I also added funny mini-games that were not pure games. I thought the touch screen, being easy to play with one hand, would broaden the gaming audience. I added Loves Me…?, in which a player pulled petals off a flower for fortune-telling, and Psyche Out! based on Zener ESP cards. I arranged the variety of gameplay carefully, planning the ratio of casino games to action games to puzzle games to cognitive test games, and so on.

My experience during this game’s development made me want to create a Mario platformer played only with a stylus. But I never got the chance.

In those days, Miyamoto would come to us at 11 PM, after he finished all of his board-member work, and say, “It’s Mario time.” At that point, we’d start a planning meeting that would run until 2 AM. At that point, Miyamoto would go home, leaving us with the words, “You should return home soon, for your health.” Over the next two or three hours, we’d write the game design documents and summarize the instructions for our artists and programmers.

It was the craziest crunch time that I’ve ever experienced in my development career. But if the God of Games was working so much, could we give up? Miyamoto had incredible stamina.

Lacking an analog stick, Super Mario 64 DS was an incomplete 3D Mario game, so Miyamoto wanted to try to improve it. We added three extra stages and the ability to play as four characters: Mario, Luigi, Yoshi, and Wario. Yoshi could hover in the air, which helped to relax the difficulty of jumping around in the 3D world.

On whether there were any rejected Wii Play games…
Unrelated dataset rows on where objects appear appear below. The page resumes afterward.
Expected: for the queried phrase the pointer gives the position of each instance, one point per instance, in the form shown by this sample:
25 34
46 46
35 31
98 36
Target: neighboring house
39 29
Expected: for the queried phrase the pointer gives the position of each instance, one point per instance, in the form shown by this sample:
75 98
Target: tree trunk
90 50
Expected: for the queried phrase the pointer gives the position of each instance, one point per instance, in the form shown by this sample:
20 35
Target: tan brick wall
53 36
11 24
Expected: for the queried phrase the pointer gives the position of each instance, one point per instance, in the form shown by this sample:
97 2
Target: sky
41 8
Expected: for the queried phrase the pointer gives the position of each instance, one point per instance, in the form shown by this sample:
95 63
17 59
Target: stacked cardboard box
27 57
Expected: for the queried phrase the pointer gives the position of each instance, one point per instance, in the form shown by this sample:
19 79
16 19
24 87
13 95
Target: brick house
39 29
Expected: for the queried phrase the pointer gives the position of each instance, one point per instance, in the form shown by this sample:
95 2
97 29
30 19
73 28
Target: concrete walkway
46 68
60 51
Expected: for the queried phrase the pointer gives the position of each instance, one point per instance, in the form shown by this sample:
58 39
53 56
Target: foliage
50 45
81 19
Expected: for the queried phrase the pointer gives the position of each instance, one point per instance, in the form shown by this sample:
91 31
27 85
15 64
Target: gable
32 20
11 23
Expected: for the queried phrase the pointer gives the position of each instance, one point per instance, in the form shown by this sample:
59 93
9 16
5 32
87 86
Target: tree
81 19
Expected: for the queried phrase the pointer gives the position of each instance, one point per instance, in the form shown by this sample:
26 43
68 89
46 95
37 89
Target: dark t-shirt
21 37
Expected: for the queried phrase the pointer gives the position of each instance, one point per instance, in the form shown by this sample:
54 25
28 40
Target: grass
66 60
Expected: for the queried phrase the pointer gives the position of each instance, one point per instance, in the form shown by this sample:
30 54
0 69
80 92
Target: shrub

Yes, there were two. Both were side-view scrollers. One was called Obstacle Course, which was seen at the 2006 E3. Another was a side-view flight action game called Bird. My team didn’t have enough time to brush them up. The team was very small, and the Wii Play team shared artists and system programmers with the Wii Sports team. As the working time of artists for Wii Sports increased, the work time for Wii Play decreased. And it was clear that the company should give priority to Wii Sports.

Later, I adopted the level design of Obstacle Course into Wii Fit’s Balance Bubble. I turned the course layout for the side scroll 90 degrees, making it a course that went lengthwise. As the team was small, I tried not to waste anything. Later, I found Bird in another form in the Wii U game Nintendo Land, as Balloon Trip Breeze.